Pollux-1152 10k — Native H24 Leech-Lattice Language Model

Pollux-1152 is a 404M-parameter decoder-only causal transformer trained from scratch at native 0.76-bit quantization resolution (V = 50,688, n_embd = 1152). By mapping the parameter manifold natively onto the H24 Leech lattice, the 287M-parameter backbone compresses to just 27 MB of active SRAM. For the complete architectural and mathematical breakdown, read the official paper: 0.76 Bits Is All You Need: Vector Ternary Logic via Native H24 Leech-Lattice Quantization in LLMs.

This checkpoint represents the thermodynamic crystallisation peak at 10,000 steps (~2.6B tokens). All benchmark scores below are measured directly on the fully serialized 142 MB .plx deployment artifact, confirming that the stated Iso-Memory footprints reflect true Edge AI deployment realities without statistical degradation.

At this peak, Pollux-1152 achieves 69.9% BLiMP (fluid intelligence), outperforming the continuous Pythia-160M baseline (69.7% BLiMP) at the 4.2B-token Iso-Data boundary. It achieves this syntactic parity despite an 83% reduction in active backbone SRAM (27 MB vs. 162 MB).

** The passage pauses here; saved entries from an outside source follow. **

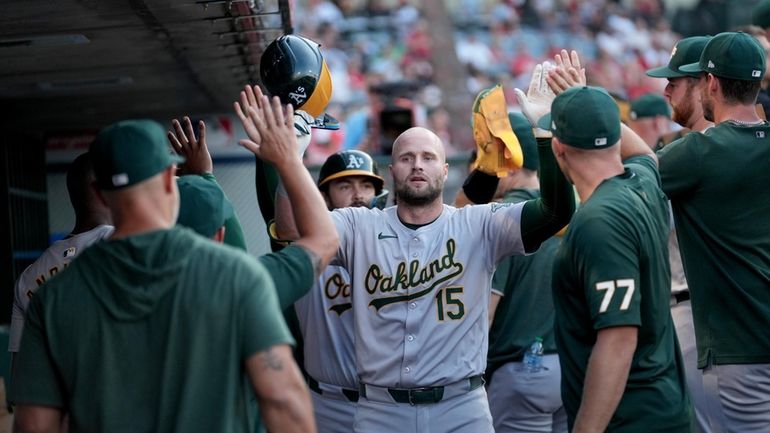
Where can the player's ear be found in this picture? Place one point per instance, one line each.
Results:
(219, 236)
(98, 194)
(557, 147)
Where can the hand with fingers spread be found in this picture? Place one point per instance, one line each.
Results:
(248, 98)
(537, 101)
(194, 150)
(275, 129)
(567, 73)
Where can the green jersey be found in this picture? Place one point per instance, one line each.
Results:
(718, 185)
(525, 311)
(150, 333)
(611, 270)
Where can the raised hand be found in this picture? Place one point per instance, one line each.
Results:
(537, 101)
(278, 142)
(567, 73)
(195, 151)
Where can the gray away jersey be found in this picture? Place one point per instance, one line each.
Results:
(421, 297)
(326, 322)
(52, 261)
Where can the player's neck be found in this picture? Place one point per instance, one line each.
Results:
(420, 215)
(701, 124)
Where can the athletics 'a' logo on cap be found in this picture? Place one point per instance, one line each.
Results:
(355, 162)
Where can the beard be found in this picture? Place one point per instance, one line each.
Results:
(682, 113)
(708, 109)
(408, 196)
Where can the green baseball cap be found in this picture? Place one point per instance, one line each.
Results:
(687, 50)
(128, 152)
(203, 206)
(649, 105)
(523, 131)
(584, 117)
(734, 55)
(760, 15)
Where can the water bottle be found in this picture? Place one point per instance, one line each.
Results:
(533, 358)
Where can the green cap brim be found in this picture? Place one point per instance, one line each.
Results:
(691, 67)
(664, 72)
(545, 122)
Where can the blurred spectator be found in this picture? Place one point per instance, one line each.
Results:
(376, 41)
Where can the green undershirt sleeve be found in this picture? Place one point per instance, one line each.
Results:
(543, 217)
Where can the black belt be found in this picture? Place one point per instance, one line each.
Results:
(428, 395)
(681, 296)
(350, 394)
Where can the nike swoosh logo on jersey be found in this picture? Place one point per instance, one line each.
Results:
(341, 308)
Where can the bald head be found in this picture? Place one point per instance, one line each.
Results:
(422, 137)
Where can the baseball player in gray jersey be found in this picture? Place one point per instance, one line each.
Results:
(346, 179)
(92, 224)
(420, 276)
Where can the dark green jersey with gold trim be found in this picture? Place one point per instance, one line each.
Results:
(612, 270)
(719, 186)
(526, 309)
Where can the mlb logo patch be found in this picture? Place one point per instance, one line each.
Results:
(120, 179)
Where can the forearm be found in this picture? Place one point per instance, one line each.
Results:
(633, 145)
(606, 378)
(480, 187)
(315, 229)
(544, 217)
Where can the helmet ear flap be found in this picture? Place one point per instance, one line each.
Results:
(293, 69)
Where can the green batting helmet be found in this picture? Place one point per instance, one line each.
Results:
(293, 69)
(350, 163)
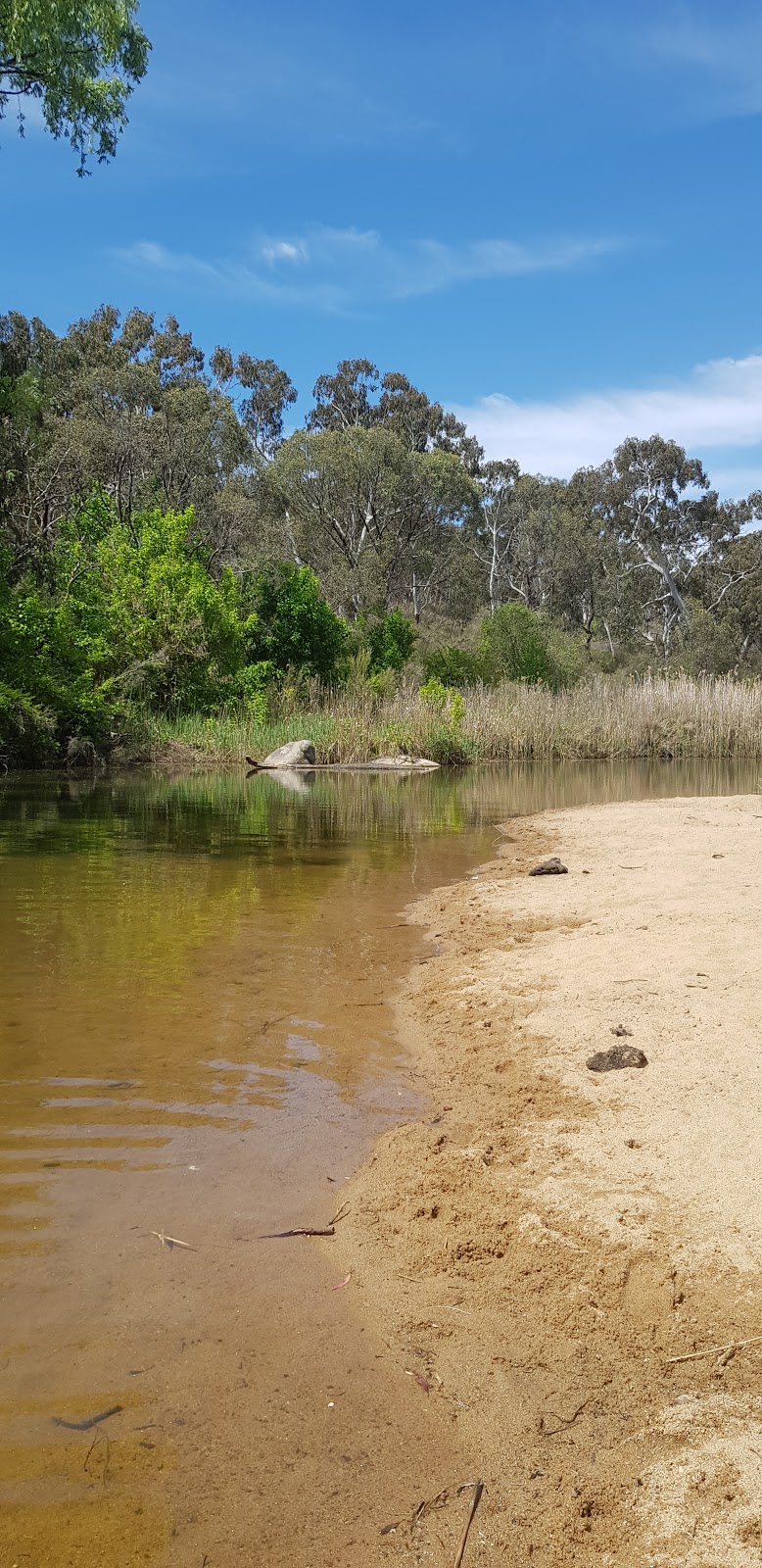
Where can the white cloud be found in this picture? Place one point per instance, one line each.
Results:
(715, 410)
(726, 57)
(345, 270)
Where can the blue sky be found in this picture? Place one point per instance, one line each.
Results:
(548, 216)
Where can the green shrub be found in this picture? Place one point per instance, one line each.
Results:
(453, 666)
(391, 640)
(290, 624)
(519, 645)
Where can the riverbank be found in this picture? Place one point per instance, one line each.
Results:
(608, 717)
(538, 1247)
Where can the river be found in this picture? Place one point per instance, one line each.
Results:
(196, 1045)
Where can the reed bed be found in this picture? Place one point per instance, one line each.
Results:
(605, 717)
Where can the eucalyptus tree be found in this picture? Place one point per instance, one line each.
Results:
(80, 62)
(263, 392)
(655, 512)
(364, 512)
(493, 527)
(357, 396)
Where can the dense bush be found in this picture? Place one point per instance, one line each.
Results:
(289, 623)
(129, 612)
(519, 645)
(453, 666)
(389, 640)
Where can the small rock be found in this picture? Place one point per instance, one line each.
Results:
(295, 755)
(404, 764)
(550, 867)
(616, 1057)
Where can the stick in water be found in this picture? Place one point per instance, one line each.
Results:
(479, 1489)
(90, 1423)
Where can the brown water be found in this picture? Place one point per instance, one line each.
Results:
(195, 1040)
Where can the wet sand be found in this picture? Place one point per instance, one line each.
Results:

This Hugging Face repository is a weight-hosting layer only. Pollux is not compatible with the Hugging Face transformers library. All inference, evaluation, packing, and tokenization logic lives in the official Pollux GitHub codebase.


The "Stateless CPU" Property — Zero-Interference RAG

Unlike conventional models that conflate fluid reasoning (syntax) with crystallised memory (factual trivia), Pollux acts as a purely structural engine. The 0.76-bit global Voronoi bottleneck acts as a mathematically pure high-pass filter:

  • Fluid intelligence (structural): Gradient signals encoding invariant syntactic rules crystallise into stable kissing-point assignments.
  • Crystallised intelligence (factual): High-entropy factual associations are mechanically attenuated and routed into the zero-potential null attractor.

The resulting near or modestly above random chance performance on factual benchmarks (e.g., 50.3% SciQ vs. random-chance ≈ 25%) is bounded by high-frequency leakage for ubiquitous facts, and is not a defect but the defining feature for zero-interference Retrieval-Augmented Generation (RAG). By thermodynamically formatting parametric memory, Pollux acts as a stateless cognitive CPU: it parses and manipulates external factual databases without internal parametric bias or hallucination.


Hardware & Inference Limitations

The 0.76 bits/param backbone footprint counts packed 18-bit indices plus one FP16 σ_rms per row. The reference PyTorch runtime materialises these into dense FP16 weight matrices at forward time for cuBLAS compatibility (~574 MB FP16 for the Pollux-1152 backbone alone, vs. ~27 MB packed). This is intentional for research reproducibility; native LUT gather–accumulate kernels are required to achieve SRAM-bound latency on edge devices.


Files Included

File Description
pollux_1152_10k.plx Recommended for inference. Pollux-1152 packed artifact — 27.3 MB backbone SRAM, 142 MB total on disk including INT8 embeddings and LM head. Empirically verified lossless. Load with generate.py or evaluate.py.
pollux_1152_10k.pt Training checkpoint with continuous pre-weights in optimiser state; observable weights are dynamic Castor H24 projections. Use for inspecting pre-weights or reproducing the packing step.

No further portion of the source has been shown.